Security

Balakot Villagers Claim Only One Injury But Jaish-linked Madrasa May Have Been Hit

Unconfirmed reports of "10 ambulances" used to ferry casualties from a madrasa run by Masood Azhar, the Jaish-e-Muhammad chief.

New Delhi: Villagers near the town of Balakot in the Khyber-Pakhtunkhwa province of Pakistan were shaken out of their sleep by the Indian airstrike on their neighbourhood, the news agency Reuters reported from the spot on Tuesday, adding that a nearby madrasa run by the Jaish-e-Mohammed may have been the intended target of Indian airstrikes.

Though the Indian foreign secretary said the raid destroyed a Jaish training camp and that  “a very large number of terrorists” had been eliminated, the villagers were quoted by Reuters as saying they knew of only one person who was wounded in the attack and that they had no knowledge of any fatalities.

But a villager who asked not to be identified, confirmed to the news agency that there was  a madrasa on a nearby hilltop which was run by the Jaish-e-Mohammed.

“I belong to that area. I know for sure that there has been a training camp. It used to be there. I know Jaish people ran it,” another local resident told Reuters. “This camp was turned into a madrasa several years ago, but no one would still be allowed to get close to this infrastructure. There are scores of students in the madrasa at any given time,” he said.

The Reuters report said that “from what villagers could see, the Indian attack had missed its target as the bombs dropped exploded about a kilometre away from the madrasa.”

It quoted Mohammad Ajmal, a 25 year-old villager near Jaba Top, where the attack took place, who said he had heard four loud bangs in succession just before 3.30 am IST. “We couldn’t tell what had happened. It was only in the morning that we figured out it was an attack … We saw fallen trees and one damaged house, and four craters where the bombs had fallen.”

“Fida Hussain Shah, a 46 year-old farmer, said he and other villagers had found pieces of Indian ordnance that had splintered pine trees on the hill but the only casualty was a man sleeping in his house when shrapnel broke the windows.”

Signboard of the Madrasa Taleem al-Quran, run by Maulana Masood Azhar. Credit: https://twitter.com/gypsy_heart6/status/1100444259122057217

However, a Pakistani student at Harvard, Syed Irfan Muzammil, said on Twitter that a friend from Balakot had confirmed the IAF jets had hit a madrasa run by the Jaish founder, Masood Azhar, that there were “10 ambulances around” to evacuate casualties, but that not many had died:

In his press conference on Tuesday evening, Maj Gen Asif Ghafoor, the Pakistani military spokesperson, hinted at the possibility of a madrasa having been hit. “We have thousands of seminaries,” he said. “They could have picked one, fired at it, and the casualties of our students would have made it easier to portray their lie as truth. They could have painted them as terrorists.”

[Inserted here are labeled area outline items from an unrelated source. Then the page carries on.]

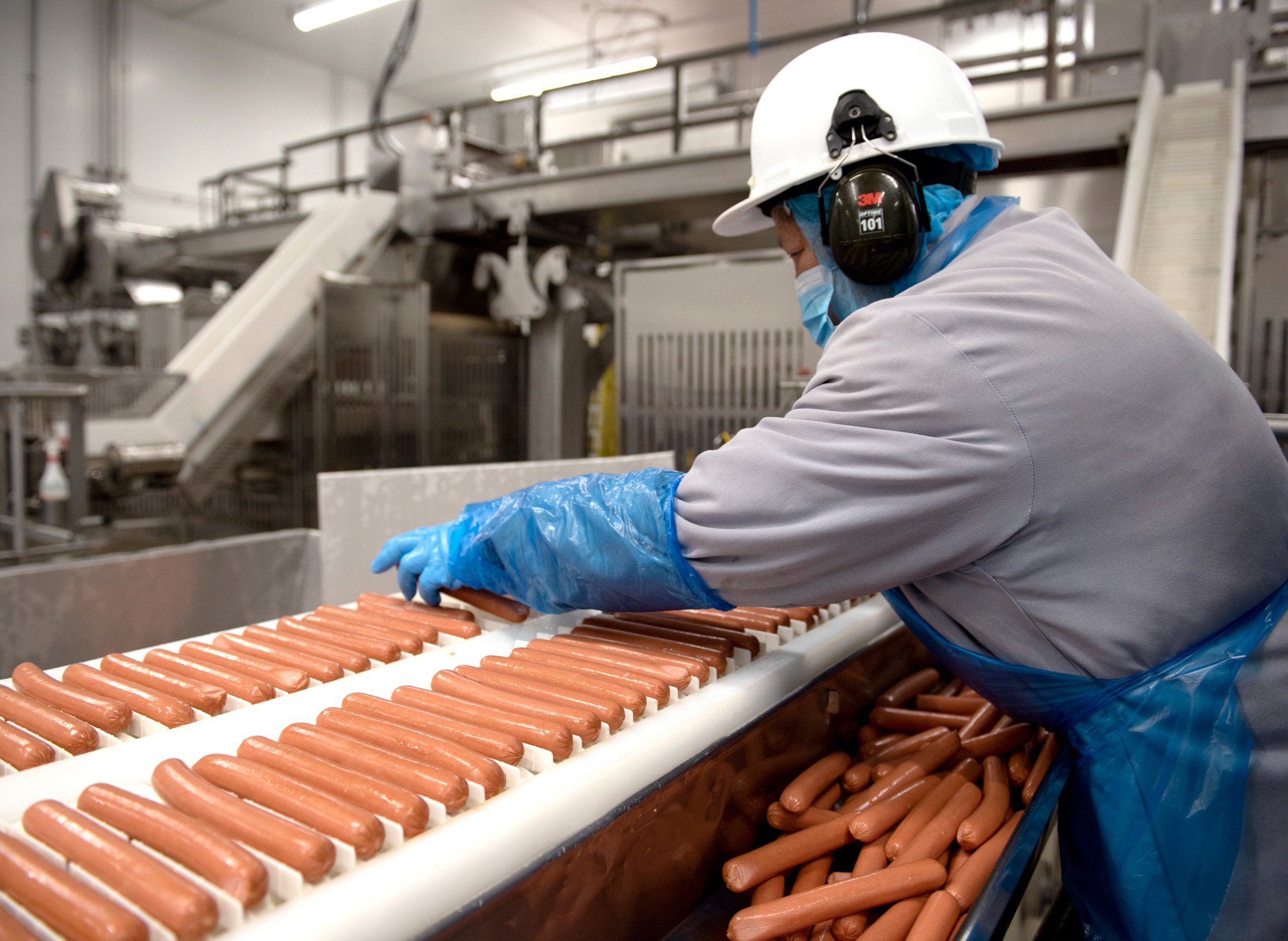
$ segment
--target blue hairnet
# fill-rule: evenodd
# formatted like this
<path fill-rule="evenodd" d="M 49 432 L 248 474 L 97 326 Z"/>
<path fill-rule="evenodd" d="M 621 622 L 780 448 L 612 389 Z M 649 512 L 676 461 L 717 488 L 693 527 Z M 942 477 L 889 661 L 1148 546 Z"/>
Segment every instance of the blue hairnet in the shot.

‘Jaish camp hit’ says India

Indian Air Force fighter jets went across to the Line of Control early on Tuesday morning. India’s foreign secretary Vijay Gokhale said in a press briefing at 11:30 am that a terror camp in Pakistan’s Balakot was destroyed, and a large number of terrorists were eliminated.

The foreign secretary termed the airstrike as “non-military” preemptive action, and said it was “absolutely necessary” as the government had “credible intelligence” that Jaish-e-Mohammad was attempting more suicide terror attacks in various parts of the country and fidayeen jihadis were being trained for this purpose.

The terror camp that was destroyed, Gokhale said, was run by Masood Azhar’s brother-in-law, Maulana Yousuf Azhar. It was targeted as it was far away from civilian settlements and the strike would not lead to any civilian casualties.

Pakistan, however, claimed earlier in the morning that the Indian planes were intercepted and released their “payload early”, without any casualties.

Also read | ‘No Further Escalation Desired’: India Holds Diplomatic Briefings on Air Strikes

In his first public response to the airstrikes, aired on state-run channel PTV, Qureshi called them a “grave aggression”. “We had been telling the world that India could take such action,” he said. Terming the airstrikes a violation of the LoC, he said that Pakistan reserves the right to a “suitable” response and “self-defence”.

Pakistan claimed the bombs fell near Balakot, but did not clarify its precise location. Gokhale too mentioned Balakot in his briefing, but did not go any further.